Gum benzoin is easy to deal with. It is very soluble in alcohol. All you need to do is grind it to a powder (or hammer it, which is how I did it because my wife won’t let me borrow her mortar and pestle), then dissolve it in alcohol. Then you can easily strain out the sticks and dirt and pour the clean solution into cold BLO. Next, heat the oil to drive off the alcohol. Alcohol boils at about 200 F.
Gum rosin can be handled the same way. It is soluble in turpentine and alcohol.
I made a batch of varnish last summer using this method. I heated it to about 240 degrees so that the temperature was above the melt point of the rosin and gum benzoin. I don’t know if this is really necessary or not. It could be sufficient just to have them in solution, but since all the recipes I’ve seen involve melting the resins, I thought that would be the safest way to go.
I ended up with a nice low gloss varnish that seems to be durable. I put a couple of good dents in my gun this fall,, and the varnish didn’t crack or chip.
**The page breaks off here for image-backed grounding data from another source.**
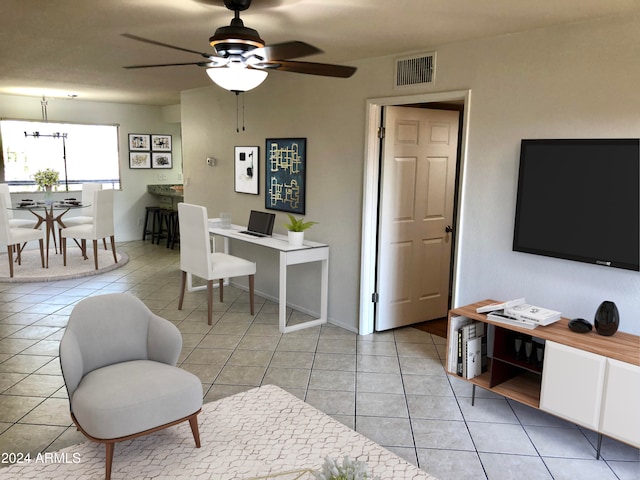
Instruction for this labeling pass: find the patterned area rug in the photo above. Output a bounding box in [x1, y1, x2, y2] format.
[0, 385, 437, 480]
[0, 247, 128, 282]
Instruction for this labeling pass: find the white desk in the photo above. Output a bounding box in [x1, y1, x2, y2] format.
[204, 220, 329, 333]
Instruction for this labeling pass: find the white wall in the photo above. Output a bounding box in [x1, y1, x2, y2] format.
[0, 94, 183, 241]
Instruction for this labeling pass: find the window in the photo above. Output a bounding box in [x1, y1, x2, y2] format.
[0, 119, 121, 192]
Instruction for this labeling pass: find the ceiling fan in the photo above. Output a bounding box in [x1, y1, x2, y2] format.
[122, 0, 357, 93]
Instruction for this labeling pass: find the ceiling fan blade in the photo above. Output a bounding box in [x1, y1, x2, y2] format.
[123, 61, 214, 69]
[259, 60, 357, 78]
[249, 41, 323, 61]
[121, 33, 213, 60]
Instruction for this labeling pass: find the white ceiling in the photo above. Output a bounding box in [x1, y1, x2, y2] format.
[1, 0, 638, 106]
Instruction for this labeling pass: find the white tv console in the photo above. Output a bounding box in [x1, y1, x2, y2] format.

I ALMOST did this very thing a few months ago, but was scared of heating alcohol. I dissolved a quantity of benzoine in alcohol, filtered the sticks and bugs out of it and poured it into aluminum cake pans to dry. EVENTUALLY it dried out, but I had a surprising amount of loss (by weight) of the benzoine, which is alright, I guess, since benzoine is a lot cheaper than mastic!! I then put the dry benzoine in the oil. It was a lot of trouble this way. I had to wait weeks for the benzoine to fully dry (or nearly fully dry...)
My rosin has all been quite clean, and it dissolves readily into the hot oil, as does mastic, which is why I have just stuck with those two. They were commonly used at the time for "plain brown varnishes". Mastic ain't cheap, though.
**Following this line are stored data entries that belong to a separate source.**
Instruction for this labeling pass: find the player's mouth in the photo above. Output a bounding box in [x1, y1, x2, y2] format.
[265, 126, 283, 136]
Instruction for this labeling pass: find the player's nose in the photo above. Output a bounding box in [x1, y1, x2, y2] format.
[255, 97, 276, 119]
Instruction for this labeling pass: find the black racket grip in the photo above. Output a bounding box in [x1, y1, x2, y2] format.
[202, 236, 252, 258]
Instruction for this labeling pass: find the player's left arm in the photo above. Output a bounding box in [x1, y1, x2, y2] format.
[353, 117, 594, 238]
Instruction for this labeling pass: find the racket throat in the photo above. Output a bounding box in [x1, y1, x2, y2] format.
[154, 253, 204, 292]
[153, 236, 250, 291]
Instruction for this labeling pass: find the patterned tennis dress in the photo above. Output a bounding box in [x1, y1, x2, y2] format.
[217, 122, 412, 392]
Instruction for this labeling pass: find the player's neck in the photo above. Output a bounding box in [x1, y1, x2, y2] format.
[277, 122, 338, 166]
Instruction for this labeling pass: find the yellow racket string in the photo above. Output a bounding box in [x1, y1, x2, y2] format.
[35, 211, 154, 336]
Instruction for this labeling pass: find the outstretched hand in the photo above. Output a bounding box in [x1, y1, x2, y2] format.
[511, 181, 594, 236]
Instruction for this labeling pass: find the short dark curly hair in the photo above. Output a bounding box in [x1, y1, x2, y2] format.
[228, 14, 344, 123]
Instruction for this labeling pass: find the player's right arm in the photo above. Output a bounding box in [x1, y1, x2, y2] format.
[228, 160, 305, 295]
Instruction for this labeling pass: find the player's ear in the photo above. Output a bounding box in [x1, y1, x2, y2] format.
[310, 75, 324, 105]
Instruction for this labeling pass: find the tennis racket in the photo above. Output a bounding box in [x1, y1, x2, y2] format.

Actually, some of the varnish I am currently using is some I did with rosin and the benzoine. I'm not really convinced the type of resin used makes a whole lot of difference, other than rosin is supposed to eventually get brittle. Mastic is considered one of the better resins, and it is known as being quite elastic (hence the name...you can chew mastic. Chewing gum is, or at least used to be, made from mastic).
I'm not a chemist, I'm an alchemist.